Australian filmmaker Sean Byrne is obsessed with obsession.

From the power drill wielding Lola in his masterful feature debut The Loved Ones to Tucker, who has an unhealthy appreciation for sharks in Dangerous Animals, Byrne loves to delve into the psyche of people who are consumed and love to see their victims squirm. While The Loved Ones looked at how an unhinged prom queen wannabe responds to rejection, Dangerous Animals wonders who is the more terrifying creature – shark or man? Free-spirit loner and keen surfer Zephyr (Hassie Harrison) is loving van life as she explores the Australian coast, spending more time in the ocean catching waves than on land. While in Surfers Paradise, she meets local real estate agent Moses (Josh Heuston) and the two spend a steamy evening together before she ditches him for another wave.Their new potential romance is abruptly interrupted when Zephyr is kidnapped by shark-obsessed serial killer Bruce Tucker (Jai Courtney), who takes sick pleasure in feeding his victims alive to sharks and recording the twisted activity on videotape (how nostalgic).

Tucker is the captain of his own boat that allows thrill seekers to “swim with the sharks” – which gives him quick and easy access to tourists who will not be missed and his favourite animals: sharks. But Zephyr has a shady past and an instinct for survival – and she will not be fed to the local wildlife without a fierce fight. With distinct echoes of Wolf Creek, Jaws and The Silence of the Lambs (and even a little bit of Rogue thrown in for good measure), it may sound like Dangerous Animals is a Frankenstein of ideas and elements from other films.

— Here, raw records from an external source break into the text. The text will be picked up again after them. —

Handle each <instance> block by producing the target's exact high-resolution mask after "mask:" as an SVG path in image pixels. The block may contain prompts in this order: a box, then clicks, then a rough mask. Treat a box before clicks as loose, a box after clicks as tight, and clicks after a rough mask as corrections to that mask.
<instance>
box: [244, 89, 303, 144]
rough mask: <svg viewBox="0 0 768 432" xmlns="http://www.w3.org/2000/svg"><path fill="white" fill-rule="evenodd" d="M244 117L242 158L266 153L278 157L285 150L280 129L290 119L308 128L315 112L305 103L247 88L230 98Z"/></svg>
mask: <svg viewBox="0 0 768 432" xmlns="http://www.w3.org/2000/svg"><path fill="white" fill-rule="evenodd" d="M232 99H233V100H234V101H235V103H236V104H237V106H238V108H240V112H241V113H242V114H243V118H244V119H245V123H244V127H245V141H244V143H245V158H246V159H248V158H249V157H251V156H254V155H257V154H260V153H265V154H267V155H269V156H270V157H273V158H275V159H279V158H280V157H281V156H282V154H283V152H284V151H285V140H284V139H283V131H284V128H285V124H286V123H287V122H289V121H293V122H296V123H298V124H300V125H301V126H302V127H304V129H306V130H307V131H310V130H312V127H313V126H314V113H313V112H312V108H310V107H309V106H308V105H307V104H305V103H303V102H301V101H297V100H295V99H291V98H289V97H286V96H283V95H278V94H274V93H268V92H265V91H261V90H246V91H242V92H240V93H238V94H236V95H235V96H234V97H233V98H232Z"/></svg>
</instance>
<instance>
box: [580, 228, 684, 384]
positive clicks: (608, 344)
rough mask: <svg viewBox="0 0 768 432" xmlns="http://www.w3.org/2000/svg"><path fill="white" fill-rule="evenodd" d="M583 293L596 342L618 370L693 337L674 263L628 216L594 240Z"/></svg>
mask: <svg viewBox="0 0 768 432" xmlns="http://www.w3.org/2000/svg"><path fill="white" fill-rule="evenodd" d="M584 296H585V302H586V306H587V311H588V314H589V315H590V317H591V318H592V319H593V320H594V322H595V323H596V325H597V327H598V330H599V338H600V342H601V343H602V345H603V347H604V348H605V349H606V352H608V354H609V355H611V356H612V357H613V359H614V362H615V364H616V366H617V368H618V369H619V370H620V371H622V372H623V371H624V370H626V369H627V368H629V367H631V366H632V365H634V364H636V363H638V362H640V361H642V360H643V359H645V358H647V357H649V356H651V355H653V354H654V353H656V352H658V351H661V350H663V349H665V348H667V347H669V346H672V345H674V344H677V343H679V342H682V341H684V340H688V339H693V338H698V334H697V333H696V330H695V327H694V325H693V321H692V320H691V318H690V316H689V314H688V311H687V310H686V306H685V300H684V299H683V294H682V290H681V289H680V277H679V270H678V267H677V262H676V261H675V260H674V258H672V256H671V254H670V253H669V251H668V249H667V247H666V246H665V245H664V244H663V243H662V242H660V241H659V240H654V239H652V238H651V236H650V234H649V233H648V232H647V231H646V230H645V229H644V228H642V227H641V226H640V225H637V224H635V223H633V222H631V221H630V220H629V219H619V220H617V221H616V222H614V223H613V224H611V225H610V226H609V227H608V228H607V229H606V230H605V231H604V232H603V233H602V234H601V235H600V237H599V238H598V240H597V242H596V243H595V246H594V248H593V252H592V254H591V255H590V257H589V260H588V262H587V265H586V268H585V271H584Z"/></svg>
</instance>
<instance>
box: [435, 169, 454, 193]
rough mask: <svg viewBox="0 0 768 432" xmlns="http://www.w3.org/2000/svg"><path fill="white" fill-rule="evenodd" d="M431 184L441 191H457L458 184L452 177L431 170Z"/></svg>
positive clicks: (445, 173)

However, scriptwriter Nick Lepard and director Sean Byrne have whipped up their own version of thrills. Though they are not the first to tap into our primal fears of what lurks under the water, they do demonstrate quite vividly that what lurks on land is just as terrifying, creating a claustrophobic and hopeless scenario. Nowhere feels safe. It is clear the two understand that not much of this will truly rattle an audience unless we have characters we want to see survive.

They commit to spending time building Zephyr and Moses, giving them a meet-cute, exposing their traits and teasing a romance, so that when they are eventually in peril, we are genuinely distraught. It makes the near escapes even more nail-biting – and there are a few of them. Byrne also leans heavily on sound effects and score to unease his audience – you can almost imagine his glee at cranking up their volumes during the mixing phase.

Relative newcomers Harrison and Heuston are a great pair of leads, both charming and resourceful, but Courtney is the real surprise here, delivering a performance we have not yet seen from him. Will he go down in history as a horror genre killer that people will refer to for decades, like Wolf Creek’s Mick Taylor or The Silence of the Lambs’ Jame Gumb? Likely not, but his awe and fascination for sharks mixed with a chilling lack of remorse or conscience could be cause for a sleepless night or two. Despite one laughable pause during a tense sequence where Zephyr shares a “moment” with a shark, Byrne’s film is otherwise tonally sound – a solid addition to the killer shark sub-genre and horror genre in general.